Okay. When we wind up in fucking messes in our personal or professional lives, don’t we find it best to admit our errors and start fresh? But no, Senator Schumer told the Post, “we ought to not go back to the drawing board.” No, last week’s nervous New York Times editorial agreed, “to redo the entire plan for rebuilding ground zero . . . would be a mistake, a waste of precious time and formidable talent.”

But most of that time and talent have already been wasted. Libeskind’s original design for a spiraling, asymmetrical Freedom Tower was abandoned almost two years ago when he was forced by Pataki, his patron, into a doomed, viciously dysfunctional partnership with David Childs, the World Trade Center’s hired architect from Skidmore Owings and Merrill. The product of their two-year “collaboration” was an awkward mongrel design that Kelly’s NYPD has now vetoed on security grounds. In his desperately resolute recent statements about ground zero, Pataki is trying to have it both ways, suggesting that they both were and weren’t really starting over. “I have no doubt,” he said, “that David Childs will come up with yet another magnificent design.” In other words, back to the drawing board, without the little dude in the funny glasses—but only as briefly as possible.

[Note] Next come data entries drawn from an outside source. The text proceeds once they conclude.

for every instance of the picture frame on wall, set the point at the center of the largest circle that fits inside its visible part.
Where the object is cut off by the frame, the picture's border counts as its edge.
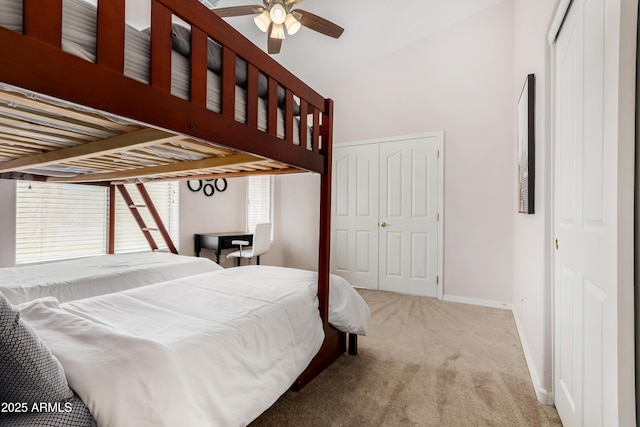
(526, 147)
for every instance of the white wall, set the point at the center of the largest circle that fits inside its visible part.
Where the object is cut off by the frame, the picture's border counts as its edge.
(532, 233)
(7, 223)
(460, 81)
(297, 220)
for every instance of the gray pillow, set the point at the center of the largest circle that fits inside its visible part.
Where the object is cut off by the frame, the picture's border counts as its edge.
(181, 43)
(29, 373)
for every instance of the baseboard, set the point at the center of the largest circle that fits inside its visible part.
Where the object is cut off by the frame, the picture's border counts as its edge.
(481, 302)
(545, 397)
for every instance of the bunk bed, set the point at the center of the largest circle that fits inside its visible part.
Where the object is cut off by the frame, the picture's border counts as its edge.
(73, 109)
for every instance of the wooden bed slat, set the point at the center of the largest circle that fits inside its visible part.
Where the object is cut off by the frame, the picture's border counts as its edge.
(110, 38)
(315, 142)
(228, 82)
(65, 113)
(288, 117)
(272, 109)
(159, 170)
(252, 95)
(103, 146)
(160, 46)
(198, 85)
(303, 124)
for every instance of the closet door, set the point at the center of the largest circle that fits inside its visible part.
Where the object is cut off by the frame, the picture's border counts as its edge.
(354, 254)
(593, 213)
(408, 217)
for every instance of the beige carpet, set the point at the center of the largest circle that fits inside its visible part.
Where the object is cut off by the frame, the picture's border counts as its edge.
(423, 363)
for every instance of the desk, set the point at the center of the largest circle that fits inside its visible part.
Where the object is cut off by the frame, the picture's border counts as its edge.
(219, 241)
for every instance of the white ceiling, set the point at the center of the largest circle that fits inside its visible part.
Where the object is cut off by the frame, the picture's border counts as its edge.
(373, 29)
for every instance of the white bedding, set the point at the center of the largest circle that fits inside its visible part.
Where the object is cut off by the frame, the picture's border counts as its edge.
(81, 278)
(79, 38)
(215, 349)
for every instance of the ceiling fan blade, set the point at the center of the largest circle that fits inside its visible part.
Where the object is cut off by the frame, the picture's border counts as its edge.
(227, 12)
(274, 45)
(318, 24)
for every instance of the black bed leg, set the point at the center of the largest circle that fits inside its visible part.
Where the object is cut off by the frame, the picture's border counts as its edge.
(353, 344)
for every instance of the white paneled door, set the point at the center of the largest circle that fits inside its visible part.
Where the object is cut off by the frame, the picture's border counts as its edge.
(592, 386)
(387, 198)
(355, 215)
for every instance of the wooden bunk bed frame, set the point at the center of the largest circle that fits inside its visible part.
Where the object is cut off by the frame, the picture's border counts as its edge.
(153, 117)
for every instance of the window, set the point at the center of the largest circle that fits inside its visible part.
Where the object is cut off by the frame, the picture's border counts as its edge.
(57, 221)
(259, 201)
(60, 221)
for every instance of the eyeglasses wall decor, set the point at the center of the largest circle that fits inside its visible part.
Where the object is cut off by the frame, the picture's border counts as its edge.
(207, 186)
(526, 147)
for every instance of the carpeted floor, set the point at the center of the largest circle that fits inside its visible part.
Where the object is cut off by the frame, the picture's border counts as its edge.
(423, 363)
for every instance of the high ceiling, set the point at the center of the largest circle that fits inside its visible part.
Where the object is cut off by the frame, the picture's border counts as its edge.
(372, 30)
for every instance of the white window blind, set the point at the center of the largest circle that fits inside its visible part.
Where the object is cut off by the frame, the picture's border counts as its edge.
(259, 201)
(129, 237)
(57, 221)
(60, 221)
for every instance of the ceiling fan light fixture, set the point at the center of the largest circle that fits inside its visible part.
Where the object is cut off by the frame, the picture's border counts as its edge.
(278, 13)
(263, 21)
(277, 31)
(292, 24)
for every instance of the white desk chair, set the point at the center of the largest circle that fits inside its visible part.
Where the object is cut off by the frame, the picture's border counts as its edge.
(261, 244)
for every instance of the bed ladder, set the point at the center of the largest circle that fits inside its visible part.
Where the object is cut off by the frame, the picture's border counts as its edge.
(134, 209)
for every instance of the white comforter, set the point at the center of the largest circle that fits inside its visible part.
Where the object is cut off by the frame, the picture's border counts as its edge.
(215, 349)
(82, 278)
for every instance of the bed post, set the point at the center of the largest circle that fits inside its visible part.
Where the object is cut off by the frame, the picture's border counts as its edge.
(324, 267)
(334, 344)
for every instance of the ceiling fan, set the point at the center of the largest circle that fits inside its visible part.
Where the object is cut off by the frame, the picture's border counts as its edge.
(276, 15)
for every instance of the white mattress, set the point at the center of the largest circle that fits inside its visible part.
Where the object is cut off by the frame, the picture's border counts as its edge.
(86, 277)
(215, 349)
(79, 38)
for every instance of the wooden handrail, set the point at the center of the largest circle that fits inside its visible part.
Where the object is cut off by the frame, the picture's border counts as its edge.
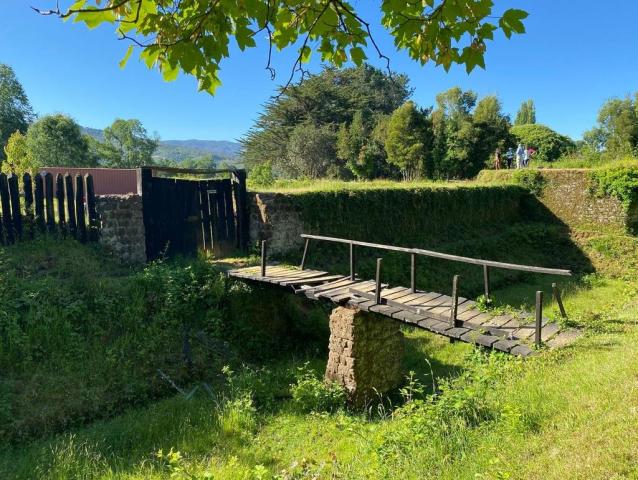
(445, 256)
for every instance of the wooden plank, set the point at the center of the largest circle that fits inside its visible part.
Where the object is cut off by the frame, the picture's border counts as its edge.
(49, 194)
(70, 204)
(5, 202)
(321, 278)
(79, 208)
(16, 212)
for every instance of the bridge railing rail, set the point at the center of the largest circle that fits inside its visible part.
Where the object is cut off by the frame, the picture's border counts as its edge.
(414, 252)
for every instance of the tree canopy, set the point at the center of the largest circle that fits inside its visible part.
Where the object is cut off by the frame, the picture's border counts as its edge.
(195, 36)
(15, 109)
(56, 140)
(127, 145)
(526, 114)
(331, 98)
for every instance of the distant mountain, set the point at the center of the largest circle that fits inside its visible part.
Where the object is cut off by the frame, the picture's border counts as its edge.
(221, 151)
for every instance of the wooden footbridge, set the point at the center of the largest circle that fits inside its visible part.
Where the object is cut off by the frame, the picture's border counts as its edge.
(452, 316)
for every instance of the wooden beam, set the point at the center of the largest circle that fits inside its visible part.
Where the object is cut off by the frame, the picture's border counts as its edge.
(445, 256)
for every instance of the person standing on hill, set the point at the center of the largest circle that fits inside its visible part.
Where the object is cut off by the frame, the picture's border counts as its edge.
(525, 157)
(519, 155)
(509, 156)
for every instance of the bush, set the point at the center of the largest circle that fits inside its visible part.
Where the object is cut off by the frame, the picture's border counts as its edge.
(550, 145)
(310, 394)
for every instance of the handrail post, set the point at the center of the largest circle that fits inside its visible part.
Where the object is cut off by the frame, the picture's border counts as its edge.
(559, 300)
(455, 304)
(352, 260)
(455, 301)
(378, 279)
(263, 258)
(486, 281)
(305, 253)
(413, 272)
(539, 319)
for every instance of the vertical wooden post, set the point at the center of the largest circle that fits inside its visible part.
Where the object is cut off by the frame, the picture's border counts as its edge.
(559, 300)
(413, 272)
(59, 197)
(27, 184)
(16, 211)
(305, 254)
(486, 281)
(352, 261)
(80, 216)
(90, 203)
(6, 208)
(48, 194)
(263, 258)
(455, 301)
(39, 201)
(145, 188)
(377, 293)
(539, 319)
(70, 204)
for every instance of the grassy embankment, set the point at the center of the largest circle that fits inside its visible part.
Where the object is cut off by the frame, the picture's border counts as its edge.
(568, 414)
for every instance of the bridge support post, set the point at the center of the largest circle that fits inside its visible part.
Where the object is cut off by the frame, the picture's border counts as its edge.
(366, 353)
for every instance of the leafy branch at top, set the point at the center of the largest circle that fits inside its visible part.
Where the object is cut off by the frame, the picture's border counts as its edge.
(194, 36)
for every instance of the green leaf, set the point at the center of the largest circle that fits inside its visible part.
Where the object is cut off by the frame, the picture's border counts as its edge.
(357, 55)
(124, 61)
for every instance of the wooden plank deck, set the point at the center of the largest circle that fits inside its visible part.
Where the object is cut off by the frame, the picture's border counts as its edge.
(510, 333)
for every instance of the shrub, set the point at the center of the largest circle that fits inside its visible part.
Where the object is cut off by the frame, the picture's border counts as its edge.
(550, 145)
(310, 394)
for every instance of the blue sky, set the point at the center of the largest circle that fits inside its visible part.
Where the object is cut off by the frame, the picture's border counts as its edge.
(575, 55)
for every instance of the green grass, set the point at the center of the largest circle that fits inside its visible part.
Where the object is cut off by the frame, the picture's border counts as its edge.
(327, 185)
(566, 414)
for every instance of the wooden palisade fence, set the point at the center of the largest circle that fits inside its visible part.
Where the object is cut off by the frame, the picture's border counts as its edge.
(64, 205)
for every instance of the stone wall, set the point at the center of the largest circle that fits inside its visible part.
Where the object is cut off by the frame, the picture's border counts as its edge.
(365, 353)
(122, 226)
(566, 194)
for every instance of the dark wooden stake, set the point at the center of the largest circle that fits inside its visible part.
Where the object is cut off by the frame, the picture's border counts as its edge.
(413, 272)
(486, 281)
(377, 293)
(48, 194)
(559, 300)
(539, 318)
(263, 258)
(16, 211)
(305, 254)
(39, 201)
(352, 260)
(59, 196)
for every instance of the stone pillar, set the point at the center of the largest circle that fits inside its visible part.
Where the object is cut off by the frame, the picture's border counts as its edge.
(366, 352)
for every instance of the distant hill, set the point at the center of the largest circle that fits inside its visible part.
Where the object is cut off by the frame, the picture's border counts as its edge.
(221, 151)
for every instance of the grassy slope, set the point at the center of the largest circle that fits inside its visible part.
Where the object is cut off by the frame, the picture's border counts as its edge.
(566, 415)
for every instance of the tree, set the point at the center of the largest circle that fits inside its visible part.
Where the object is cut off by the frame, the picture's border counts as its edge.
(127, 145)
(18, 157)
(526, 115)
(617, 129)
(15, 110)
(56, 140)
(194, 36)
(331, 98)
(549, 145)
(311, 152)
(406, 139)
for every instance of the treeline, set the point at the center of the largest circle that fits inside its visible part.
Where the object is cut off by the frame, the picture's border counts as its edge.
(359, 123)
(28, 143)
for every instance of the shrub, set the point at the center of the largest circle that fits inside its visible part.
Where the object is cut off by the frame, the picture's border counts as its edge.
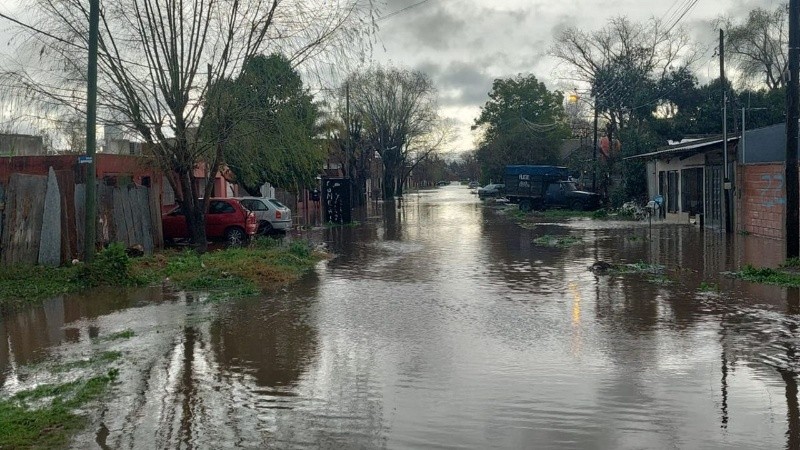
(109, 268)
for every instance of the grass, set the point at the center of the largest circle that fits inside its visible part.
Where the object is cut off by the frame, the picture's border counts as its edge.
(708, 287)
(44, 417)
(768, 275)
(124, 334)
(556, 241)
(231, 272)
(639, 267)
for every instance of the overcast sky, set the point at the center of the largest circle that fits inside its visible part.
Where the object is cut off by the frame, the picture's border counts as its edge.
(465, 44)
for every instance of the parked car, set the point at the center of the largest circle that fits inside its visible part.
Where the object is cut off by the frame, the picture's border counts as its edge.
(270, 213)
(226, 219)
(541, 186)
(491, 190)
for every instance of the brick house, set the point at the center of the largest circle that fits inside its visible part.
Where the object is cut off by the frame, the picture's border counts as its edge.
(688, 178)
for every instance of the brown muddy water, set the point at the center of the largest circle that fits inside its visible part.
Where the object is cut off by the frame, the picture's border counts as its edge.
(442, 324)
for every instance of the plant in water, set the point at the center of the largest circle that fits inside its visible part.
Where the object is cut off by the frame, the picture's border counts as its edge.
(110, 267)
(708, 287)
(556, 241)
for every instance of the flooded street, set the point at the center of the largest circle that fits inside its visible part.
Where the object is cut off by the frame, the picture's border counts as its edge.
(441, 323)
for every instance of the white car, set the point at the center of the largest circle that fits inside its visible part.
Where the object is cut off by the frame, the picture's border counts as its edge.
(271, 214)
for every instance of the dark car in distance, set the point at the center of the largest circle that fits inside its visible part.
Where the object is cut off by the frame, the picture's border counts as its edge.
(226, 220)
(491, 190)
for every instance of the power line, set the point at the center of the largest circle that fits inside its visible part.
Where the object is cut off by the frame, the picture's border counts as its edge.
(400, 11)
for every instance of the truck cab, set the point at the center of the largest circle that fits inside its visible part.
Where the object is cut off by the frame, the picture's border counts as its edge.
(565, 194)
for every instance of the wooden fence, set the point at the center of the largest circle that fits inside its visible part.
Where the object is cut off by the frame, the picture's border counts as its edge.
(42, 220)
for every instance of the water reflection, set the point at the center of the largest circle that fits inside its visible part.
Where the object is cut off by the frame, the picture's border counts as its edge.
(441, 323)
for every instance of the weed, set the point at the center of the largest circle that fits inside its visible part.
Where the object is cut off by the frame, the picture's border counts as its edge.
(792, 263)
(556, 241)
(264, 243)
(708, 287)
(110, 267)
(640, 267)
(124, 334)
(44, 417)
(768, 275)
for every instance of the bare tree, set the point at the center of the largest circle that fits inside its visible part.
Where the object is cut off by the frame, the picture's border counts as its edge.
(759, 45)
(624, 63)
(158, 58)
(398, 109)
(425, 147)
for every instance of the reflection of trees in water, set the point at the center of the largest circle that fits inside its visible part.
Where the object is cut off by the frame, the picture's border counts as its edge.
(271, 339)
(25, 334)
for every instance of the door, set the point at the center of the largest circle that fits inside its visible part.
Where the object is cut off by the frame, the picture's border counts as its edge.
(713, 196)
(221, 215)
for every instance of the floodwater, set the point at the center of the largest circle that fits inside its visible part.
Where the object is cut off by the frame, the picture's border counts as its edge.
(442, 324)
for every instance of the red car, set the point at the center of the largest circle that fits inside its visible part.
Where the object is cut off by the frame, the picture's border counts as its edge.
(226, 219)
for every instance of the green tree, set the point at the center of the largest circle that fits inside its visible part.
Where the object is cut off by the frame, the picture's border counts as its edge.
(759, 45)
(265, 122)
(158, 59)
(398, 111)
(521, 123)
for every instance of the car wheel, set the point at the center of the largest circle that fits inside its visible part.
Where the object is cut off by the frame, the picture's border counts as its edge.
(235, 237)
(265, 228)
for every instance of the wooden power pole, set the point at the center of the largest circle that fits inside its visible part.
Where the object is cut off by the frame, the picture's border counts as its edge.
(792, 115)
(90, 224)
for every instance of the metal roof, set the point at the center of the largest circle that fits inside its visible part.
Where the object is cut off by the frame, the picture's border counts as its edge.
(688, 147)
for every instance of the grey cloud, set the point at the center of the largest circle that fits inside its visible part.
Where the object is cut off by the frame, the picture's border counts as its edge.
(460, 83)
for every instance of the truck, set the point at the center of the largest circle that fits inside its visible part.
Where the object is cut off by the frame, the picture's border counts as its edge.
(541, 187)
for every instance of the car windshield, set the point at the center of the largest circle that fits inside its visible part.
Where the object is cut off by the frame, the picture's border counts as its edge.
(569, 186)
(277, 203)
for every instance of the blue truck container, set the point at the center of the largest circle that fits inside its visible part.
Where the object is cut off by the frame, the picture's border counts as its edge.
(541, 186)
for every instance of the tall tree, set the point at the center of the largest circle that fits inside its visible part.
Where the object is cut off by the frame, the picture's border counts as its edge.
(265, 122)
(759, 45)
(624, 64)
(158, 59)
(521, 123)
(398, 110)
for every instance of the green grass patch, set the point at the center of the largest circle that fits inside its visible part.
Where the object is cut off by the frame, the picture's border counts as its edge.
(639, 267)
(233, 272)
(791, 263)
(124, 334)
(768, 275)
(556, 241)
(94, 361)
(45, 417)
(708, 287)
(563, 214)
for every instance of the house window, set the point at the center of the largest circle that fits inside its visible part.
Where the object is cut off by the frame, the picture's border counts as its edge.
(167, 194)
(673, 178)
(692, 191)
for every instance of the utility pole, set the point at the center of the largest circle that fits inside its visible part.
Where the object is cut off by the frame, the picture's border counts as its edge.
(792, 115)
(90, 222)
(594, 151)
(349, 143)
(726, 185)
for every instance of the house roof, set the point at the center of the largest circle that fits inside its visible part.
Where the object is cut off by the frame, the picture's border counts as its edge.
(694, 146)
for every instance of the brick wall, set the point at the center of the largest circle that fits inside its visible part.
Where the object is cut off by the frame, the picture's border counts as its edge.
(761, 200)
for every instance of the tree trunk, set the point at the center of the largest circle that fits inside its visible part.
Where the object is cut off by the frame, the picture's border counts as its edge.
(194, 211)
(388, 185)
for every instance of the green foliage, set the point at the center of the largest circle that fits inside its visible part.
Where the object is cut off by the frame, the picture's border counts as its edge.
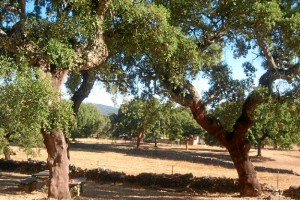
(29, 104)
(60, 54)
(90, 121)
(156, 119)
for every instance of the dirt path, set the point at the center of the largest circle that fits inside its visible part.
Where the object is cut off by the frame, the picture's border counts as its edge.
(200, 160)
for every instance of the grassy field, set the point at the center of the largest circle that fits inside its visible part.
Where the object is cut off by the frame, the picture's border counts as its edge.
(200, 160)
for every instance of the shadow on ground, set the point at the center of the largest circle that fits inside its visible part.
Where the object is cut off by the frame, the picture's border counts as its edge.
(207, 156)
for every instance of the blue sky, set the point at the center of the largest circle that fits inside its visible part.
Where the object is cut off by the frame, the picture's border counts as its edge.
(100, 96)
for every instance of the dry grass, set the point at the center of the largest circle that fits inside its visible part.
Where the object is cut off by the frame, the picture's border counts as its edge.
(90, 153)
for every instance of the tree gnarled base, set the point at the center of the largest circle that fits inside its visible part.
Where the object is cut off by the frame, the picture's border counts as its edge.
(58, 164)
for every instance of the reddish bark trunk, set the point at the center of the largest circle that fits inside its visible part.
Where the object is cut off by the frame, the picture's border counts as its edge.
(239, 152)
(237, 145)
(138, 139)
(58, 164)
(57, 149)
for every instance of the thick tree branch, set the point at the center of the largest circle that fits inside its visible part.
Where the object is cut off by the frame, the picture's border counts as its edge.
(88, 80)
(265, 50)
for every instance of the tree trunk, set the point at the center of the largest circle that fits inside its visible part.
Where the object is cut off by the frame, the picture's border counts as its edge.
(138, 139)
(88, 80)
(186, 144)
(235, 142)
(57, 149)
(260, 142)
(249, 185)
(259, 147)
(58, 164)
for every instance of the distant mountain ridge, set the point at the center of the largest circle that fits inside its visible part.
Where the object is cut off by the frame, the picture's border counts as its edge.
(106, 110)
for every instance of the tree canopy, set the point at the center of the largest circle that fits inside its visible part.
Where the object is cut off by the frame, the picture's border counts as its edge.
(90, 122)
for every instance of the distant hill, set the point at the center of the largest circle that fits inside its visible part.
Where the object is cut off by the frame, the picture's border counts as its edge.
(106, 110)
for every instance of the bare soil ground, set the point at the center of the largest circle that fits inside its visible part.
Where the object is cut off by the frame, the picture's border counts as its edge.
(200, 160)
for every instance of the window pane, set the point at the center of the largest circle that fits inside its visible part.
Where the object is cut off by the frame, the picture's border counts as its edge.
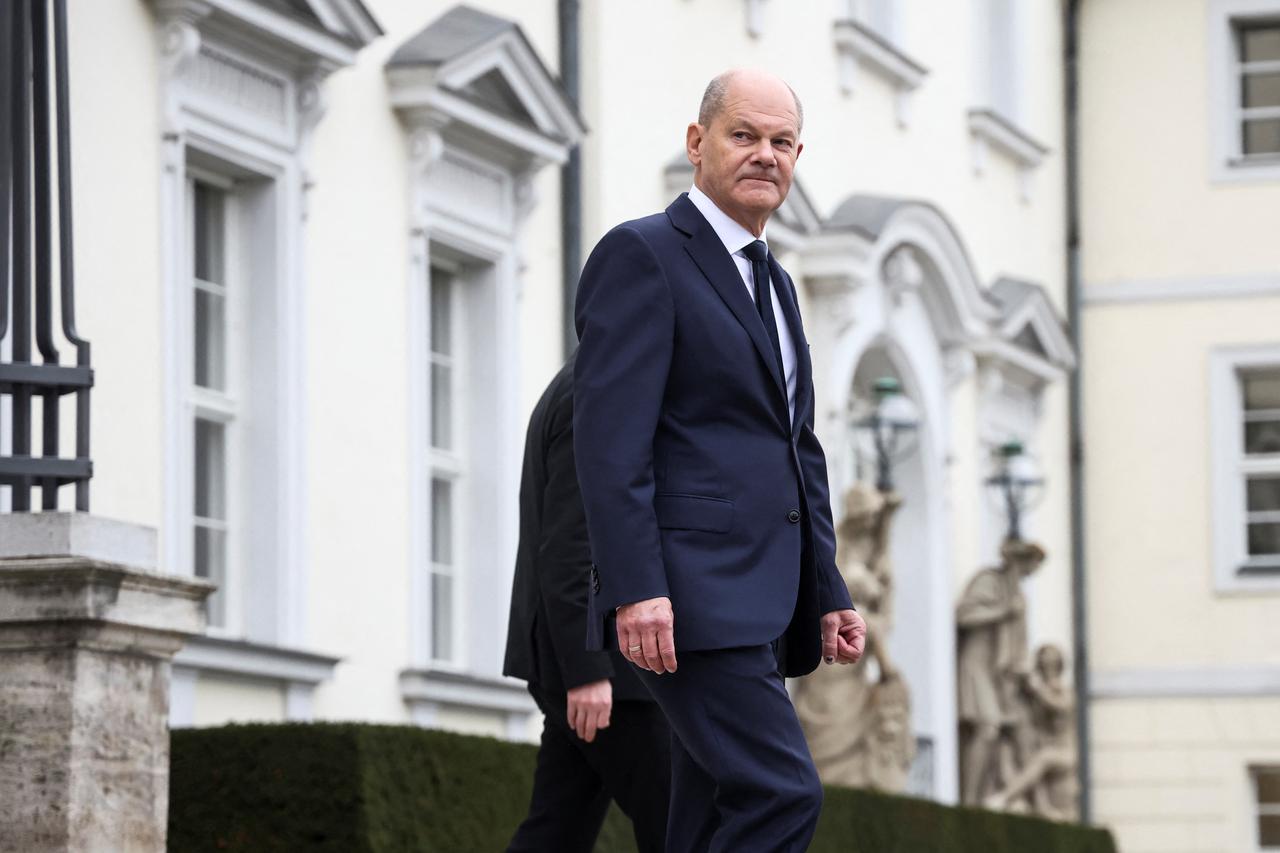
(442, 406)
(1262, 437)
(1269, 831)
(442, 617)
(1262, 90)
(211, 565)
(1265, 539)
(442, 311)
(1262, 136)
(210, 470)
(210, 340)
(1264, 495)
(1261, 389)
(1260, 44)
(210, 233)
(1269, 785)
(442, 523)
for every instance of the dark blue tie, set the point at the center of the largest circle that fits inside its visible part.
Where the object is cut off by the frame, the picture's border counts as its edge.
(758, 254)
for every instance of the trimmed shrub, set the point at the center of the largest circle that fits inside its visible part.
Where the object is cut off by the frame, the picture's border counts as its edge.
(380, 789)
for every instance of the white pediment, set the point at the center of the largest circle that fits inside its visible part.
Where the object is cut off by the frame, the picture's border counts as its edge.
(478, 74)
(1031, 323)
(301, 35)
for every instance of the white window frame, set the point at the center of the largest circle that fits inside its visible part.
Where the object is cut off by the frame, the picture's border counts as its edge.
(1228, 164)
(448, 465)
(223, 140)
(1261, 810)
(1230, 468)
(225, 407)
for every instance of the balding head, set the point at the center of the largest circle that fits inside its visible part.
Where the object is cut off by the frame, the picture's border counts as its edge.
(745, 144)
(717, 92)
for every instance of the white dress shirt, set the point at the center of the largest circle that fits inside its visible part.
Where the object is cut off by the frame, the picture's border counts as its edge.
(735, 238)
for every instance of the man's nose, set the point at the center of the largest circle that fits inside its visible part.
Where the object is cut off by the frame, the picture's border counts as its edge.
(763, 154)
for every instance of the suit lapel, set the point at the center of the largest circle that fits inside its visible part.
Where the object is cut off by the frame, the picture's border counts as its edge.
(707, 250)
(785, 290)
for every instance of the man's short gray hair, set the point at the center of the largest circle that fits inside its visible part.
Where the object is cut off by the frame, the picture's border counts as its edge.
(716, 92)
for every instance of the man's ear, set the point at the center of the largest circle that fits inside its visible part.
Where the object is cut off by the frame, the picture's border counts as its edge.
(694, 137)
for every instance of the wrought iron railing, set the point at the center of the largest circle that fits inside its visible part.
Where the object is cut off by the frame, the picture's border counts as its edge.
(35, 209)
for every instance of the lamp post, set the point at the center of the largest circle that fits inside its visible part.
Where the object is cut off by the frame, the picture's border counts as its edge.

Libeskind has been spinning deliriously from the end of the plank he has been walking. According to the Times, he professed himself confident that “the intent and spirit of the master plan . . . would remain even if the shape of the building changed.” But it is not just the shape (and material) that has to be changed—Freedom Tower must move east toward Greenwich Street, farther from hypothetical West Street truck-bombers, which may well squeeze the hypothetical performing-arts center out of existence, in one stroke changing the intent and spirit of that whole quarter of the master plan. And exactly what is so visionary about the rest of Libeskind’s plan, anyhow? Filling three new blocks along the eastern half of the site with three mammoth office towers is the sort of urban planning kids can do playing Sim City.

All the ground-zero design work is a sunken cost, as economists say, and the sensible course now is to learn from the mistakes, not to stick with the flawed plan simply because we’re behind schedule and frustrated and embarrassed. Given that the whole complex will take ten or twenty years to finish, and may last a century or more, what’s another six months now? Only lately have most of us come to our post-9/11 senses. It’s time to move beyond our denial (reproduce the Twin Towers!) and anger (build them taller!) to acceptance—of the unpleasant truths and the practical obligations of remaking this piece of the city. Let’s really go back to the drawing board, not just hastily to redesign and reposition the Freedom Tower but to rethink the whole scheme. Let’s not squander this latest opportunity as we’ve squandered so many during the past 44 months.

It was a wasted opportunity when Giuliani let Pataki take control of the rebuilding—a cynical, mistaken trade of the city’s interests for presumed Republican partisan advantage. It was a wasted opportunity when Pataki and Bloomberg did not use the extraordinary, whatever-it-takes spirit after 9/11 to purge the 900-pound gorillas (the Port Authority and its World Trade Center leaseholder, Larry Silverstein) by buying off Silverstein, and by trading the city-owned land under La Guardia and JFK for the Port’s Trade Center site, a brilliant scheme by Deputy Mayor Dan Doctoroff that Pataki pocket-vetoed. When the first, bland master-plan sketches appeared three summers ago, Bloomberg complained that they were essentially identical—no leave-it-mostly-empty option, no build-some-housing option—but then he never pressed the issue.